Moving forward, we hope to depend less and less on donations, and hope to see an uptake of this style of program across other communities in Calgary. This program is one that requires little infrastructure to start-up, but provides a highly valuable service to our community. 

This summer we have seen an increase in food donations from our Farmers' Market vendors, and have received many donations from community members! 
Here are some updates from the current Summer Fundraiser:

$250 from the Sun Fun Summer Program Bake Sales
$530 from Community Members like YOU
Weekly donations of lettuce, spinach, chard, rhubarb and herbs from St. Barnabus Community Garden
One-time donation of greens from the Hillhurst Sunnyside Community Garden
Frequent donations of greens, peas and zucchinis from Kensington First Community Garden
Frequent donations of chard, kale, beans, peas and beets from the Sunnyside Shared Garden


We are currently accepting monetary donations for our Summer Fundraising Campaign. The Sun Fun Summer Program baking club will also be at market throughout August selling their baked goods to raise funds- add an extra buck or two to your purchase to receive a ballot for the 'World Tour' Gift Basket.

If you donate AT MARKET, you will be entered to win our Farmers' Market 'World Tour' Gift Basket. This basket with donations from each of our vendors, is worth almost $500! Donate multiple weeks to get more entries. The basket winner will be chose at the END OF AUGUST, so you only have 3 more weeks to donate for your chance to win. 

If you require more information about this program, please contact Heather at heather.r@hsca.ca


 

Zucchini Season Recipe Highlight

It's Zucchini Season! Although zucchini cake and fries are delicious, we've probably all had 'em hundreds of times. YYC's own Dinner with Julie makes zucchini exciting again with her recipe for fritters. You can find an abundance of Alberta grown zucchini's at market on Wednesdays. Check out Michelle's Market, YYC GrowersShirley's Greenhouse, Thompson Small Farm and Calico Farms for the ingredients you'll need to make this dish happen. 
 

Crispy Zucchini-Feta Fritters

recipe by Julie Van Rosendaal

courgette-cucumber-food-128420.jpg

Ingredients

1 large-ish or 2 medium-small zucchini
1 tsp. coarse salt
1/3-1/2 cup crumbled feta
1 large egg
1/3 cup all-purpose flour
1/4 tsp. baking powder
Freshly ground pepper
Olive or canola oil, for cooking

Directions

Place a couple sheets of paper towel on a cutting board or work surface, and grate your zucchini onto it using the coarse side (the big holes) of a box grater. Sprinkle with salt and let sit a few minutes. Place another paper towel on top, gather up the zucchini inside the towels and wring out as much liquid as you can - if you like, squeeze it into a bowl and use the liquid in soup or pasta. (It will be salty.)

Transfer the shredded zucchini to a bowl, add the feta, then stir in the egg and some freshly ground black pepper, tossing to combine it all. In a small bowl, stir together the flour and baking powder, then stir it into the zucchini mixture.

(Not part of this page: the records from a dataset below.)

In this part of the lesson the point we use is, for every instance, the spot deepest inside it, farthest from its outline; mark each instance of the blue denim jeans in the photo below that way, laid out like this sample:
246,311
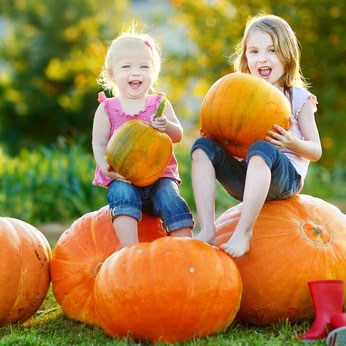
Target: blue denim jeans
162,199
231,173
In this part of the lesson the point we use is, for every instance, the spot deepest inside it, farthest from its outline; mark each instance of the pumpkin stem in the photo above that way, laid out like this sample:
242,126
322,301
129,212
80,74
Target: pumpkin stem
160,108
97,268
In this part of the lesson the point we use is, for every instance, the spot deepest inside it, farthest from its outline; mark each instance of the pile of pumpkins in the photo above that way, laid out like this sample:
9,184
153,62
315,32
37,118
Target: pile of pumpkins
173,289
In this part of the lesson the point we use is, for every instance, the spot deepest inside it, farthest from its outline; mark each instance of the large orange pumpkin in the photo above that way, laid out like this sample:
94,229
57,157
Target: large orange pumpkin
296,240
139,152
24,270
172,289
79,254
240,108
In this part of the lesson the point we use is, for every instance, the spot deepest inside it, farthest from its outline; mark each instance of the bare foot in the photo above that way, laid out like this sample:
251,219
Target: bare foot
239,244
208,237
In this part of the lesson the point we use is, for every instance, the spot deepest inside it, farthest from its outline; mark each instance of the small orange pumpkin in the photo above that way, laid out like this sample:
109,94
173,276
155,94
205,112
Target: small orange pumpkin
79,254
240,108
139,152
24,270
170,290
295,241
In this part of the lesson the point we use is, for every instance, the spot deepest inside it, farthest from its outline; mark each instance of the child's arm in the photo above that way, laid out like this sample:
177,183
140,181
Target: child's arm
168,123
100,136
309,147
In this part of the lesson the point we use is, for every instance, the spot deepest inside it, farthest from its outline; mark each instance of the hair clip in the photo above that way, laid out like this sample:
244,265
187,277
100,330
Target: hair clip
148,44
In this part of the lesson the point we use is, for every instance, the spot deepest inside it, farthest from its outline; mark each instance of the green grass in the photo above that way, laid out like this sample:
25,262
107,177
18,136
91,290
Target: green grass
49,326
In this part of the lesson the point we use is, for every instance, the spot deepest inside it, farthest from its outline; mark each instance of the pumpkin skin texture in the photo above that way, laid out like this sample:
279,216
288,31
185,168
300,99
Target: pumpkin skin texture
139,152
294,241
24,270
240,108
170,290
79,254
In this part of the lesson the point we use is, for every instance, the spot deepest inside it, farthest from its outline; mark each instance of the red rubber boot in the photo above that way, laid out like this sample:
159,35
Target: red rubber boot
327,298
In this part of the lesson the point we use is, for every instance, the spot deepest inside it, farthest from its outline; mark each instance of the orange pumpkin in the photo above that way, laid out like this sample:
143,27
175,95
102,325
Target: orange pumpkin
139,152
172,289
240,108
296,240
24,270
79,254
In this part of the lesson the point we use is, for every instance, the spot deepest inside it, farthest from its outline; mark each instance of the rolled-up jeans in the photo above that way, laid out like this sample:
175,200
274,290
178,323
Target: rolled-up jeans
231,173
162,199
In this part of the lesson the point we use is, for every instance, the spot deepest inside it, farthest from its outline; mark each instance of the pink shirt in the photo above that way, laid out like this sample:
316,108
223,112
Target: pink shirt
117,117
299,97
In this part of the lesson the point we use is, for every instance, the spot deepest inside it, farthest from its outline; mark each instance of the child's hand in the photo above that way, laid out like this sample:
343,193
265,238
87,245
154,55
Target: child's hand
159,123
282,138
110,172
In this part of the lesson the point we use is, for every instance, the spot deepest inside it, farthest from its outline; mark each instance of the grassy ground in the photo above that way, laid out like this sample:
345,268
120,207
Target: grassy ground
49,326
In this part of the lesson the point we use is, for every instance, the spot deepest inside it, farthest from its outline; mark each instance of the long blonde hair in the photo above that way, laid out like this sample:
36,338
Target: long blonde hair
128,38
286,46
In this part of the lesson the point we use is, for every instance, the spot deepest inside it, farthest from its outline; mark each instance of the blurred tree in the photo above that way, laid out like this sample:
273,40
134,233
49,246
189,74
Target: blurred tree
52,53
216,26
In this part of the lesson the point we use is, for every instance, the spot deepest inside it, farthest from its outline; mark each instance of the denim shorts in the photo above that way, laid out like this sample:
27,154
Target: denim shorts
231,173
162,199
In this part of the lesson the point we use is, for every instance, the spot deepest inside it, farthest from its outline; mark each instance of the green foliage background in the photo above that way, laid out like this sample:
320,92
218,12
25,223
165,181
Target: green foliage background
53,51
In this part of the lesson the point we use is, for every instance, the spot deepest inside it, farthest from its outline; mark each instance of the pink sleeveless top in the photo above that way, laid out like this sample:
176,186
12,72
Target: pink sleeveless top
117,117
299,97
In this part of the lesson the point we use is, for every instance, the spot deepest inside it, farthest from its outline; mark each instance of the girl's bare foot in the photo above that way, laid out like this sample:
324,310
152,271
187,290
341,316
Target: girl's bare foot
208,237
238,244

In a large, heavy skillet, heat a generous drizzle of oil over medium-high heat. Drop the batter in large spoonfuls, then flatten with the spoon until they are 2-3" in diameter. Cook for a few minutes, until the bottoms are golden, then flip and cook for another couple minutes on the other side. If they are browning too quickly, turn the heat down a bit. Transfer to a plate lined with a paper towel. If you like, keep them warm in a 250F oven while you cook the rest. Serve immediately, while still warm.